Neither side has had to look far to find an excuse to launch an attack or cry foul. Obama's allies took the campaign over the edge last week and the Obama campaign did nothing to stop it. The most egregious example was the ad by Priorities USA, the super PAC supporting Obama, that tied Romney to the cancer death of the wife of Joe Soptic, who lost his health insurance and his job when a steel company that Bain Capital had taken went bankrupt.

The Obama campaign also has refused to denounce Senate Majority Leader Harry Reid for making the unsubstantiated accusation that Romney paid no taxes for 10 years.

Mention the Soptic ad to the Obama team and they point to the ad Romney aired that accuses Obama of gutting the work requirement in the welfare reform act that was passed by a GOP Congress and signed into law by then President Bill Clinton in 1996.

The changes were in response to requests from some governors, including Republicans, who wanted more flexibility.
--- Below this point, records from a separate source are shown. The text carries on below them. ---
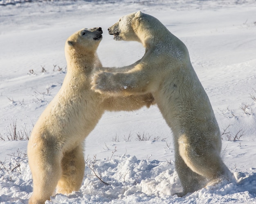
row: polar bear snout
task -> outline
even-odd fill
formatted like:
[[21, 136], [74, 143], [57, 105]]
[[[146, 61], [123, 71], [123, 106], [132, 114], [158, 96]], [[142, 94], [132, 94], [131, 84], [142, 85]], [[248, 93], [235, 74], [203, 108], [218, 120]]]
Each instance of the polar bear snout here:
[[98, 40], [102, 39], [102, 34], [103, 33], [103, 31], [102, 31], [101, 28], [99, 27], [99, 28], [94, 28], [94, 29], [95, 29], [95, 31], [96, 32], [96, 34], [95, 34], [94, 37], [93, 38], [93, 40]]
Fact-checking outlets have declared the ad erroneous. Romney's campaign has doubled down rather than walk away.

News organizations instituted fact-checking and ad watches in reaction to earlier campaigns, when candidates were getting away with half-truths and worse, with little accountability.

The only check on the campaigns is the marketplace, said John Geer, a political science professor at Vanderbilt University. "If voters move against his attacks, he [Obama] will move away from them," he said. "But right now, the attacks are working on swing voters. The other 90 percent of the public are pretty much fixed in their preferences. They may be unhappy about them [the ads], but they are not driving the marketplace."